Multi-omics analyses reveal the mechanisms of developmental toxicity of a covalent organic framework to the roots of rice (Oryza sativa) seedlings

Abstract

Covalent organic frameworks (COFs) are increasingly explored for applications in chemistry, medicine, and biology, yet their ecotoxicological profiles remain poorly defined. In this study, we assessed the developmental toxicity of ethidium bromide-based covalent organic frameworks (EB-COFs) in rice (Oryza sativa) seedlings in hydroponic culture. Seedlings were exposed to EB-COFs at concentrations ranging from 0.1 to 1000 mg L⁻¹ for 14 days. Shoot length, fresh weight, total chlorophyll content, and photosynthetic rate were unaffected at 100 to 1000 mg L⁻¹; however, root length was significantly inhibited, particularly at 1000 mg L⁻¹, where oxidative damage was observed in roots. To elucidate underlying mechanisms, we performed transcriptomic and metabolomic profiling on roots exposed to 1000 mg L⁻¹ EB-COFs. Differentially expressed genes (DEGs) involved in development and stress responses, for example, WRKY24, were found to be upregulated. Metabolomic profiling identified 1190 differentially accumulated metabolites (DAMs), including key compounds involved in oxidative stress response and root development such as ferulic acid and p-coumaric acid.

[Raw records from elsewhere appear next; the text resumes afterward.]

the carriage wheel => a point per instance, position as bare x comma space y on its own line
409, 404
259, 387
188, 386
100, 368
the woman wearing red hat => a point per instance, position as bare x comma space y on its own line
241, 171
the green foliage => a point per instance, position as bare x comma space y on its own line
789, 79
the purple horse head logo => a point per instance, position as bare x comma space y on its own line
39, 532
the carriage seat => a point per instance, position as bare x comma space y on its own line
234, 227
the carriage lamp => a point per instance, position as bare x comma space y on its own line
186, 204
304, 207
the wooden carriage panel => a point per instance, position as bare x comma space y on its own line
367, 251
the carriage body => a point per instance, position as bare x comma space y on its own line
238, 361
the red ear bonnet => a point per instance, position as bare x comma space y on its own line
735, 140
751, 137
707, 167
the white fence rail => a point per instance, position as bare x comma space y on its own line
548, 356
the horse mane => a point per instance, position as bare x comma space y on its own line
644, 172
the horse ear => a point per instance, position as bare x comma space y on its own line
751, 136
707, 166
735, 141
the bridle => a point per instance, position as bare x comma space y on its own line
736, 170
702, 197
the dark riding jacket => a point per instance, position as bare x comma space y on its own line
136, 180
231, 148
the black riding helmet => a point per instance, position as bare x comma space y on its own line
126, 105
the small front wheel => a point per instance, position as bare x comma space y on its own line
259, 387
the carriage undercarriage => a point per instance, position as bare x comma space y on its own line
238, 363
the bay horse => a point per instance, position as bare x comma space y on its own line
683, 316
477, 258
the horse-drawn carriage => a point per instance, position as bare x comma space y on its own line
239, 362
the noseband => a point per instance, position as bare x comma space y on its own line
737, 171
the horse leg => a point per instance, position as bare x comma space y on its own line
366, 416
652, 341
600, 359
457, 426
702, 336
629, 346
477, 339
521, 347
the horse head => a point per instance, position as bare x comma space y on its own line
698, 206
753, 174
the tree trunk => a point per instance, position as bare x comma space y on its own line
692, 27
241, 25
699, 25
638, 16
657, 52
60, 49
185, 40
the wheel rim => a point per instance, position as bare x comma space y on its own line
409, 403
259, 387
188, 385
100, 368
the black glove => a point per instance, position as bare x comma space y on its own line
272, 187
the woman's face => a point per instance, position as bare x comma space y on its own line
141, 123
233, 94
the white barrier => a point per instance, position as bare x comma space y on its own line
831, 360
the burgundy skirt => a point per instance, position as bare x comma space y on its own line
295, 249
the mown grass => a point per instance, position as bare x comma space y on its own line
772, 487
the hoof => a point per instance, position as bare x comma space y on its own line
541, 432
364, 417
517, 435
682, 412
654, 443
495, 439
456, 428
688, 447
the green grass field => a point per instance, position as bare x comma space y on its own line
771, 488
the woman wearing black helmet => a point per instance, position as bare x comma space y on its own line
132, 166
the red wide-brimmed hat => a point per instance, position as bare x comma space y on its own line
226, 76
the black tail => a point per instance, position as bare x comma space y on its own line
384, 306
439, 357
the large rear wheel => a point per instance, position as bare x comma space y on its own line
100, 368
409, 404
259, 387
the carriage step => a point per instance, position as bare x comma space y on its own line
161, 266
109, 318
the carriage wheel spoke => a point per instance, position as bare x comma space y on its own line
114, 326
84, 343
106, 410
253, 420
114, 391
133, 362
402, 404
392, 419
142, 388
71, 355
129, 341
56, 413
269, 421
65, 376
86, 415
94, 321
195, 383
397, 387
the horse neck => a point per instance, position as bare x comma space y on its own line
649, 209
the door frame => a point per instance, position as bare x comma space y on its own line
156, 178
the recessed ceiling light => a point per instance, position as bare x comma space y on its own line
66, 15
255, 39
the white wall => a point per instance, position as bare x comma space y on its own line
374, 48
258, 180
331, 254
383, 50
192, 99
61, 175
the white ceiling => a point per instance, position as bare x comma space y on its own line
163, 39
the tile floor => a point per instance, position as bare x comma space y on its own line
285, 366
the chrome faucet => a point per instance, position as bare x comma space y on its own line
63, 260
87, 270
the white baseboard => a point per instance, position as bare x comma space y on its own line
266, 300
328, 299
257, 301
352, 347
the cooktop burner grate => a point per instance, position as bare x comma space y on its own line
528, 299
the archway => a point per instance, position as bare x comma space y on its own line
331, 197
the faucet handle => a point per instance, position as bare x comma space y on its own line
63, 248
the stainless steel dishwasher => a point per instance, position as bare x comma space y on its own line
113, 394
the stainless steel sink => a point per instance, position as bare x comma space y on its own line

Pathway enrichment analysis revealed that EB-COFs primarily affected phenylpropanoid biosynthesis, glutathione metabolism, and tryptophan metabolism, which are critical for root growth and stress defense. Our study provides the first comprehensive demonstration that EB-COFs selectively impair rice root growth by inducing oxidative stress and perturbing key metabolic and signaling pathways. These results suggest that future environmental safety assessments of COF materials should include their potential impact on plant health, particularly focusing on oxidative stress and root development.